Melatonin is a hormone that our body naturally produces to help guide our body’s clock and it’s sleep-wake cycle. It doesn’t make us sleep, rather it helps prepare for sleep. While most studies have shown that melatonin is safe for adults with little to no side effects, it’s still only recommended for occasional, short-term use. Melatonin has been shown to be effective for insomnia in some children with neurodevelopmental disorders, however, according to Health Canada, it’s use for children and teens is considered to be ‘off-label’ as the long-term effects of supplementing melatonin in kids are largely unknown.

There are things that you can do to help yours and your child’s sleep through naturally supporting melatonin production and natural sleep-wake cycles.

Get bright (blue) light exposure during the day (ideally sunlight)

  • Open the blinds/curtains in the morning.
  • Use a light therapy box if you are unable to be out in natural light a lot.
  • Avoid wearing sunglasses for the entire time outside.

Avoid bright (blue) light in the evening

  • Keep light levels lowered.
  • Use blue light blocker glasses or filter on devices in the evening.
  • Wear amber tinted glasses for the last 2-3 hours of the day.
  • If you wake at night, try to avoid turning on bright lights or checking your devices. The sudden brightness will disrupt melatonin and cortisol levels, making it difficult to drift back to sleep.

Reduce and/or manage stress

  • Increase stress-less movement like meditation, yoga, or walking.
  • Set boundaries.
  • Ask for help.

Prioritize sleep

  • Set a regular bedtime and stick to it.
  • Avoid blue light devices at least 90 minutes before bed as melatonin begins to to rise 2 hours before bed.
  • Aim for 8-9 hours every night (kids will need more depending on their age).

Set the mood

  • Keep your room dark and cool when you sleep.
  • Use black out curtains.
  • Use a white noise machine.
  • Ensure you have a gentle alarm to wake you in the morning.
  • Avoid stressful movies/TV shows/books before bed.

Get active

  • Activity during the day, helps with melatonin production and helps regulate cortisol.

Balance blood sugars

  • Hormones like melatonin and cortisol are impacted by swinging blood sugars, so ensure protein, fiber, and fat is included with every meal and snack.

Embrace seasonal changes

  • Adjust bedtimes based on natural light/dark patterns.
  • Adjust indoor temperatures to reflect what’s happening outside.

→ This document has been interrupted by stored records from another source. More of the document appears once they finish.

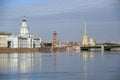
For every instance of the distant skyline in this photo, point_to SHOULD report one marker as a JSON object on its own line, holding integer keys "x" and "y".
{"x": 66, "y": 17}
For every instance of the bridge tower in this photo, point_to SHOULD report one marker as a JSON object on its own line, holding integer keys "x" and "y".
{"x": 85, "y": 37}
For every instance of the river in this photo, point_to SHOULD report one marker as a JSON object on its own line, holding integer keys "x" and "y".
{"x": 60, "y": 66}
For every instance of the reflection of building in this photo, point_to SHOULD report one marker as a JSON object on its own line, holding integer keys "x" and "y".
{"x": 24, "y": 39}
{"x": 3, "y": 39}
{"x": 85, "y": 38}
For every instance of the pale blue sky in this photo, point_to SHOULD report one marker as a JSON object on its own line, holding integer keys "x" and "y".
{"x": 66, "y": 17}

At the end of the day, melatonin is a hormone, and all body’s hormones and processes are interconnected. Melatonin affects all the body’s clocks so it’s important to proceed with caution anytime you consider supplementing with a synthetic hormone.

There are however, other natural remedies and strategies that have shown to be effective for promoting better sleep.

Magnesium

A mineral we consume through our food and is considered an “anti-stress” mineral and has been shown to help promote a restful sleep. While we can supplement with magnesium, consuming chlorophyll rich, leafy greens, nuts and seeds in your diet are also great ways to increase your magnesium. If you were to consider supplementing, an easily absorbable form like magnesium glycinate is a great option

Herbal teas

If you are not allergic to these plant families, chamomile, catnip, and passion flower are herbs that have been shown to be quite calming and promotes sleep. They are also good for the whole family as they are kid safe.

Routine

Set a calming routine that signals it’s getting close to bedtime.
Have a bath, read a book, meditate, practice yoga nidra, or anything else that you find relaxing and calming.

Weighted blanket

The added weight is said to mimic deep pressure stimulation and has been shown to support a restful night’s sleep.

 

If you’ve addressed yours or your child’s sleep hygiene and there are still sleep issues, consult your primary health care practitioner as there could be other issues at play.